[SOLVED] Detect "DOC-" followed by numeric ID with regex in Python

Detect "DOC-" followed by numeric ID with regex in Python

I want to find all the occurrences of a specific term (and its variations) in a word document. These are the steps:

Extract the text from the word document
Try to find pattern via regex

Extract Text from Word Document

The document variable contains the extracted text with the following function getText(filename):

import docx

def getText(filename):
    doc = docx.Document(filename)
    fullText = []
    for para in doc.paragraphs:
        fullText.append(para.text)
    return '\n'.join(fullText)

Find Pattern with Regex

The pattern consists of words that start with DOC- and after the hyphen- there are 9 digits.

I have tried the following without success:

with start and end line markers

pattern = re.compile('^DOC\.\d{9}$')
pattern.findall(document)

without

pattern = re.compile('DOC\.\d{9}')
pattern.findall(document)

Can someone help me?

Solution

You can use a combinbation of word and numeric right-hand boundaries.

Also, you say there must be a dash after DOC, but you use a . in the pattern.

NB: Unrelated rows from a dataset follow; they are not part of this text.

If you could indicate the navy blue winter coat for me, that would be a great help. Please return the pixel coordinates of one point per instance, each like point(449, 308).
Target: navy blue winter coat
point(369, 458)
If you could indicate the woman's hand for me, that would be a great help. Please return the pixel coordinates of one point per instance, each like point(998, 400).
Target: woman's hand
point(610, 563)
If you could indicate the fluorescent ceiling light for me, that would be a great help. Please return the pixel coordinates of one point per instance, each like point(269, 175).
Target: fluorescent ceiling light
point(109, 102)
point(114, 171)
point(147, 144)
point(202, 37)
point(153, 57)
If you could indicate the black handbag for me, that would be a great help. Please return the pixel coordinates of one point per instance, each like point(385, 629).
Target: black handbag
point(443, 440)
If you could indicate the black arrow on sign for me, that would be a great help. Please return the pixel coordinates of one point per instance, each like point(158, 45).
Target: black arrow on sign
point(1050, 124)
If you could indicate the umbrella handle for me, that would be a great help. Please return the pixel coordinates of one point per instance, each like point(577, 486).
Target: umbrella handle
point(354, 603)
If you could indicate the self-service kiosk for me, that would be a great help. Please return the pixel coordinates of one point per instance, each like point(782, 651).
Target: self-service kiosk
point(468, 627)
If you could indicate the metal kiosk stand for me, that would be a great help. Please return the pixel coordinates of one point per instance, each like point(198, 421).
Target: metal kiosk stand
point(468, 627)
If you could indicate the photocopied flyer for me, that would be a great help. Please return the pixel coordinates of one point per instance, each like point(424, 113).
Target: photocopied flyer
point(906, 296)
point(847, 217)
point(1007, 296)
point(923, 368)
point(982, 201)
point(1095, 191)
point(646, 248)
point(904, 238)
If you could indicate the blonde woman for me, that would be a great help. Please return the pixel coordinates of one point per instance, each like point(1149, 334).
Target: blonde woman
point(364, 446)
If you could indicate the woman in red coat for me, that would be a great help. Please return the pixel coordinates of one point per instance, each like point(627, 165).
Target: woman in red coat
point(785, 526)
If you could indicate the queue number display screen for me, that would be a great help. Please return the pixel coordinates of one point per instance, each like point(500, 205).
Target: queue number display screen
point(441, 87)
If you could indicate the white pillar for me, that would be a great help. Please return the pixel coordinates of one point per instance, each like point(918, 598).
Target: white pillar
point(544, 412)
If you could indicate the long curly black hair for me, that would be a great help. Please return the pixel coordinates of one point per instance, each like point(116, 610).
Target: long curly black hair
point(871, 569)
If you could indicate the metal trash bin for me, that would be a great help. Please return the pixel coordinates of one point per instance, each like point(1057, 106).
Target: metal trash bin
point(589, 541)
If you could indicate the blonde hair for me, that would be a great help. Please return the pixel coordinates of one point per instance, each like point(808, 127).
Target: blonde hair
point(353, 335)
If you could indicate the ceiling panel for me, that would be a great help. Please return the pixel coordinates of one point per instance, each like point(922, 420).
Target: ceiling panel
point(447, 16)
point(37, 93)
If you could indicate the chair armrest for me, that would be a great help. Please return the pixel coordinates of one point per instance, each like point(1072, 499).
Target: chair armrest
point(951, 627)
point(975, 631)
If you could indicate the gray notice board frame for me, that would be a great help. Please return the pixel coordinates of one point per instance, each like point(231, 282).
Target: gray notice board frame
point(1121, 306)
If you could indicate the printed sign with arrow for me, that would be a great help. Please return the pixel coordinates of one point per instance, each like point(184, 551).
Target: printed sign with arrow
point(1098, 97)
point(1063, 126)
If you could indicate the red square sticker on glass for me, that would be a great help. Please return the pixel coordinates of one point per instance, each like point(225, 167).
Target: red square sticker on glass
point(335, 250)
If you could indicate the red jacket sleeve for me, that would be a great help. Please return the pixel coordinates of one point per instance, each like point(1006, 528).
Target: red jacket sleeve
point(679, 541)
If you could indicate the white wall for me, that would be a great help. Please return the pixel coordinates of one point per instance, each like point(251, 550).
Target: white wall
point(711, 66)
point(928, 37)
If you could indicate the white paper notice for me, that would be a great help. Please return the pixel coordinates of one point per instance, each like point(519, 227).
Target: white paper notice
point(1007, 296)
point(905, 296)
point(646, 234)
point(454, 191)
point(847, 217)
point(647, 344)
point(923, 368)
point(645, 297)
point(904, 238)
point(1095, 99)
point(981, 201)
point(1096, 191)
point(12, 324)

I believe you wanted to also match any en- or em-dash, so I'd suggest to use a more precise pattern, like [-–—]. Note there are other ways to match any Unicode dash char, see Searching for all Unicode variation of hyphens in Python.

import docx

def getText(filename):
    doc = docx.Document(filename)
    fullText = []
    for para in doc.paragraphs:
        fullText.append(para.text)
    return '\n'.join(fullText)

print( re.findall(r'\bDOC[-–—]\d{9}(?!\d)', getText(filename)) )

Details:

\b - a word boundary
DOC - DOC substring
[-–—] - a dash symbol (hyphen, en- or em-dash)
\d{9} - nine digits
(?!\d) - immediately to the right of the current location, there must be no digit.